The VA has been a pace-setter in use of technology to improve medical record keeping. Both veterans and their physicians have benefited from the VA’s early adoption of paperless medical records, and other public and private health systems have sought to build on the VA’s success. VA physicians and scientists conduct extensive research, with results benefiting the general public as well as war veterans. Still, it took the VA years to recognize the problems that veterans of the first Gulf War faced from exposure to toxins on those battlefields in 1991.

Kussman said the reality of VA health care differs from the public perception. “Although the quality of VA health care has been found equal to, and often superior to, that furnished elsewhere, the popular perception of the quality of VA care is sometimes less favorable,” Kussman told Congress last June. “This is unfortunate and undeserved. Some continue to believe that health care services furnished by a government system can never be as good as those delivered by the private sector. In many cases, we have not done enough to educate the public about VA's many achievements and outstanding programs. And we could do more to ensure our own health care employees are informed about the Department's recognized awards and achievements outside their own areas of expertise.”   

Key Relationships – Within the Department or Agency:

Secretary and Deputy Secretary
Assistant Secretary for Management, Veterans Health Administration
Assistant Secretary for Information Technology, Veterans Health Administration
Assistant Secretary for Policy and Planning, Veterans Health Admnistration

Organizational Chart

Key Relationships – Within the Government:

Assistant Secretary for Health Affairs, Department of Defense
Assistant Secretary for Health, Department of Health and Human Services
Surgeons General, Department of Defense

Key Relationships – Outside the Government:

State Veterans Affairs Offices
Veterans’ interest groups
American Medical Association
American Hospital Association
Allied medical groups

Nomination Referred to:

Senate Committee on Veterans Affairs

Current Position Profile:

1. Robert A. Petzel (Confirmed: Feb 11, 2010). Former acting principal under secretary for health, Veterans Health Administration. Veterans Affairs Department, network director of Midwest health-care network.

Recent Position Profiles:


2. Michael J. Kussman, M.D. (Confirmed 2007). Retired brigadier general. Former commander of Brooke Army Medical Center, Walter Reed Hospital and Europe Regional Medical Command. Responsible for Army health care throughout Europe, the Middle East and Africa. Board-certified internist.

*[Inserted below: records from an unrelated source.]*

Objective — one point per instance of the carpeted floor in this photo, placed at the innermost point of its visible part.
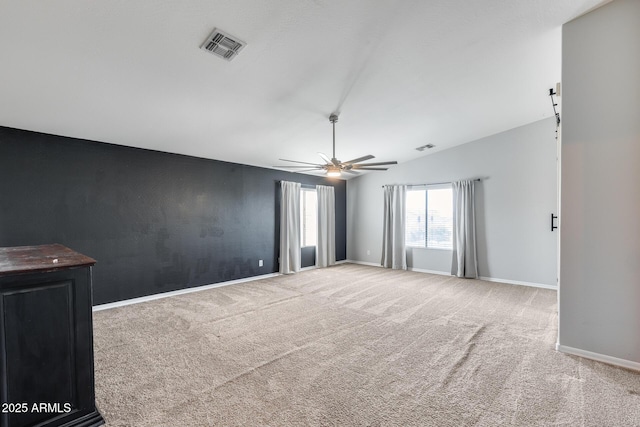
(352, 345)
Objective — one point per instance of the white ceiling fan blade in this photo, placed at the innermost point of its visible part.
(324, 157)
(364, 168)
(296, 167)
(359, 159)
(378, 163)
(304, 163)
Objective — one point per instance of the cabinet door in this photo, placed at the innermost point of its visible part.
(47, 348)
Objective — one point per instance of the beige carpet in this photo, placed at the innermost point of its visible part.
(352, 346)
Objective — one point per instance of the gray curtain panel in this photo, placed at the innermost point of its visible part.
(465, 259)
(289, 227)
(393, 244)
(326, 246)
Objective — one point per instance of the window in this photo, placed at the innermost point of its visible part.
(430, 218)
(309, 217)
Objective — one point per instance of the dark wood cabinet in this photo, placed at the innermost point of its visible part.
(46, 338)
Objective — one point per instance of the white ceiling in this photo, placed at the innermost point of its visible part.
(401, 73)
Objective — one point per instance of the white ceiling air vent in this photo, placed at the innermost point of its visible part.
(422, 148)
(223, 45)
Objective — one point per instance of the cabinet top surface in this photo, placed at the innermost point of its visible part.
(42, 258)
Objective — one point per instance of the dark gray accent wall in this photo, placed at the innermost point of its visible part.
(154, 221)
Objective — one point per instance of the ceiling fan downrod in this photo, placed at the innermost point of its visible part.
(333, 119)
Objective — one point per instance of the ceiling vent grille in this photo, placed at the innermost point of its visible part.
(428, 146)
(223, 45)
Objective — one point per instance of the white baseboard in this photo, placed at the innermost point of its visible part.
(422, 270)
(179, 292)
(520, 283)
(446, 273)
(623, 363)
(372, 264)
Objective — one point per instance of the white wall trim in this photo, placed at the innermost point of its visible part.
(520, 283)
(623, 363)
(446, 273)
(372, 264)
(179, 292)
(422, 270)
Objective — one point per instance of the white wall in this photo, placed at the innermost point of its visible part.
(600, 236)
(514, 202)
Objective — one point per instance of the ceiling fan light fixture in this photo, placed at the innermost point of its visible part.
(334, 172)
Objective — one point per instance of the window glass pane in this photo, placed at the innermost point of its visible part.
(440, 218)
(309, 220)
(416, 225)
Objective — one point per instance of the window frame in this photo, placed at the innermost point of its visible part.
(303, 222)
(425, 243)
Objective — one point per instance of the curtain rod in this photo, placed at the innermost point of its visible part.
(302, 185)
(424, 185)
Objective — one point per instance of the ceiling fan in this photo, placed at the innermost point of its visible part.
(334, 167)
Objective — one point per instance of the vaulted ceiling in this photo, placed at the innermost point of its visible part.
(401, 74)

3. Jonathan B. Perlin, M.D., Ph.D. (2005-2006). Former medical director for quality at the Medical College of Virginia Hospitals/Virginia Commonwealth University Health System.  Ph.D. in pharmacology. Now chief medical officer and senior vice president for Hospital Corporation of America.

4. Robert H. Roswell, M.D. (2002– 2004). University of Oklahoma Health Sciences Center professor of medicine. Executive Director of Persian Gulf Veterans Coordinating Board. Expert on management of chronic diseases.